Consider why it is easier for some people to get a job and harder for others.

If a name is hard to pronounce, does the hiring manager skip the application? Do prestige schools automatically mean more to a hiring manager than a state university?

Some CEOS have think these biases are not only unfair, but they also don’t result in the best employees.

Blind hiring focuses on skill

Enter blind hiring or blind auditions. Here employers try to eliminate every consideration except quality of work. They don’t want to know your name, see your resume, or even meet you.
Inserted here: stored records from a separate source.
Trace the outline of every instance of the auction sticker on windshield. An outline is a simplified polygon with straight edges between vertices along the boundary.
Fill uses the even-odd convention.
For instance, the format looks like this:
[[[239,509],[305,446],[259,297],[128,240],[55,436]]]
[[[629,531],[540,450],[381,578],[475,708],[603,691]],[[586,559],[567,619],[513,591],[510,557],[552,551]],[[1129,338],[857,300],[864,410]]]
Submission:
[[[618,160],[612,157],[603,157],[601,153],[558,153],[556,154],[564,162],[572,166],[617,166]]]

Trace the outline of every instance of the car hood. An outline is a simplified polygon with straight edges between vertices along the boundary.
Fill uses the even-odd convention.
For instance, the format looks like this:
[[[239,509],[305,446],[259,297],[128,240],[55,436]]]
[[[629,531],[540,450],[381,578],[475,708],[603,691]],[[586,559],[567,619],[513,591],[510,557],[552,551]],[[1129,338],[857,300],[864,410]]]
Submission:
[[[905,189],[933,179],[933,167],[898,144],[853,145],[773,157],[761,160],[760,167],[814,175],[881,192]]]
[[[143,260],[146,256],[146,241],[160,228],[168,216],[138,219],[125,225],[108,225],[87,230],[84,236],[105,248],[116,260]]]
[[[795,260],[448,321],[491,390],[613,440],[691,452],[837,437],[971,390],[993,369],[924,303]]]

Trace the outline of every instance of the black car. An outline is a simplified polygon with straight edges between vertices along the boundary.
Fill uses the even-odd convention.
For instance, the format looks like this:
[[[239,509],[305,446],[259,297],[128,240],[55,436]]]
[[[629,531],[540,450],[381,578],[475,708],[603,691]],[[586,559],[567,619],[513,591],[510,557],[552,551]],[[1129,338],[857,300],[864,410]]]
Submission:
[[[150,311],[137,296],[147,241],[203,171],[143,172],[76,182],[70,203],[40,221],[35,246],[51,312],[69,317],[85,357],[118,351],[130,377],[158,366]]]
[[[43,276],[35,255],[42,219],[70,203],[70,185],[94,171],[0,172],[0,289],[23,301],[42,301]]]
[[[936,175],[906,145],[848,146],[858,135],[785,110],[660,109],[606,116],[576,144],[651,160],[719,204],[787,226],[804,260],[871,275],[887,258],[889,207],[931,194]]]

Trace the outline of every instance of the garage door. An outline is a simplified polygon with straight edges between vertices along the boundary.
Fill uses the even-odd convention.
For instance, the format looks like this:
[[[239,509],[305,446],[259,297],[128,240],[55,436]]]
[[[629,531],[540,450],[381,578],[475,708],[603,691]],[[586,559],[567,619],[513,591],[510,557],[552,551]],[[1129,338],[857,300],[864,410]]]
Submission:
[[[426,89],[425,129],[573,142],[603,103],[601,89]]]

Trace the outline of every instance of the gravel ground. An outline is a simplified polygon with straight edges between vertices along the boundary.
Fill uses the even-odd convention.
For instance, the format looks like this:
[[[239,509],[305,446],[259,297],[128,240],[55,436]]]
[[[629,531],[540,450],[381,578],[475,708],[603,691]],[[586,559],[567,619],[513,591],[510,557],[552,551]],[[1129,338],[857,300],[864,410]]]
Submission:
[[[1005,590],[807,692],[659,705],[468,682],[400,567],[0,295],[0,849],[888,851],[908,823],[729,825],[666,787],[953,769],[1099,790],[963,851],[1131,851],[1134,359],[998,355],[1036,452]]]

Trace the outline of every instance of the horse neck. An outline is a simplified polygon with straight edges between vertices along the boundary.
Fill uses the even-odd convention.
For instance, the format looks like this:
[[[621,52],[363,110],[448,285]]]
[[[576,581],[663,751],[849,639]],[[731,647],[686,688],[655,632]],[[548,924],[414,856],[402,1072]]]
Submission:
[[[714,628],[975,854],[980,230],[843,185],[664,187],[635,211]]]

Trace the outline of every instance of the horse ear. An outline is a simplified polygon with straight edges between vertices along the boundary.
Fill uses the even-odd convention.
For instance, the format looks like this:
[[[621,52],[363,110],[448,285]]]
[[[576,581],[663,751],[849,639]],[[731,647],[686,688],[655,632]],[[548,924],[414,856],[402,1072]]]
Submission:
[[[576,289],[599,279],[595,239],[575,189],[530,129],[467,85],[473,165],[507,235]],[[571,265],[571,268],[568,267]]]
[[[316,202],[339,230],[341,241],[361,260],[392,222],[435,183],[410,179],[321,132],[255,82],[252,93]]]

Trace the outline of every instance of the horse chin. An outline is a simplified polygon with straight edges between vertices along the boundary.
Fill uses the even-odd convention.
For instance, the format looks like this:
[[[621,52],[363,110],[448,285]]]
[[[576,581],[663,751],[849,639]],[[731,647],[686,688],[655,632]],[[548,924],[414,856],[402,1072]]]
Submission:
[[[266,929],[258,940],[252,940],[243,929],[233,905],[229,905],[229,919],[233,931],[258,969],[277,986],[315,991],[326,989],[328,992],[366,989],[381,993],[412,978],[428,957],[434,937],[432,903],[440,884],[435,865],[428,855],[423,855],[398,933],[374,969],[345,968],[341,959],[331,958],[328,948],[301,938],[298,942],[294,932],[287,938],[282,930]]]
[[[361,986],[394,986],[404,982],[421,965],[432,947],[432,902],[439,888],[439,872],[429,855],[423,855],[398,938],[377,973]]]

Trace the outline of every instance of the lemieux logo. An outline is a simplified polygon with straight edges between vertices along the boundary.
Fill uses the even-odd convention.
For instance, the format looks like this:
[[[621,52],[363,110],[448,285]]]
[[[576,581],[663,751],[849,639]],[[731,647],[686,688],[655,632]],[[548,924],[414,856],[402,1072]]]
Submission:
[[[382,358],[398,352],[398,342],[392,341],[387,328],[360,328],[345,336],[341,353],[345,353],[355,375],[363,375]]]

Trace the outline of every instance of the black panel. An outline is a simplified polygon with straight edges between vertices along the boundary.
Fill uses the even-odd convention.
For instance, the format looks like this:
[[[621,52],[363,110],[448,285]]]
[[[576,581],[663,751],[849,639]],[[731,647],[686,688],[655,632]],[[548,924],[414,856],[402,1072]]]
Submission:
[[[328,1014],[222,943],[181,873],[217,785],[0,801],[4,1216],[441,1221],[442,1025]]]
One site, GapJumpers.com, hosts blind auditions for software engineering, design, marketing, and communication. According to site creator, Petar Vujosevic, a company posts a job, and anyone at all who wants to apply simply takes on a proposed project. It’s probably not a simple one, according to NPR. But, with blind auditions, performance wins. Companies don’t hire based on the name of the university, for instance, just the quality of work.

Anonymity creates fairness

Employers say blind hiring reveals true talents and results in diverse hires. The rising interest in anonymous hiring reflects growing awareness of unconscious bias, attitudes or stereotypes that could affect decisions, says The Wall Street Journal.

Tech-industry recruiter Aline Lerner saw firms ignore talented technologists if they lacked degrees from elite schools or experience with tech giants.  Lerner quit recruiting to build Interviewing Inc., a website that pairs interviewers with applicants.  Companies and applicants are encourage to share information in chat rooms, but they can’t share their names.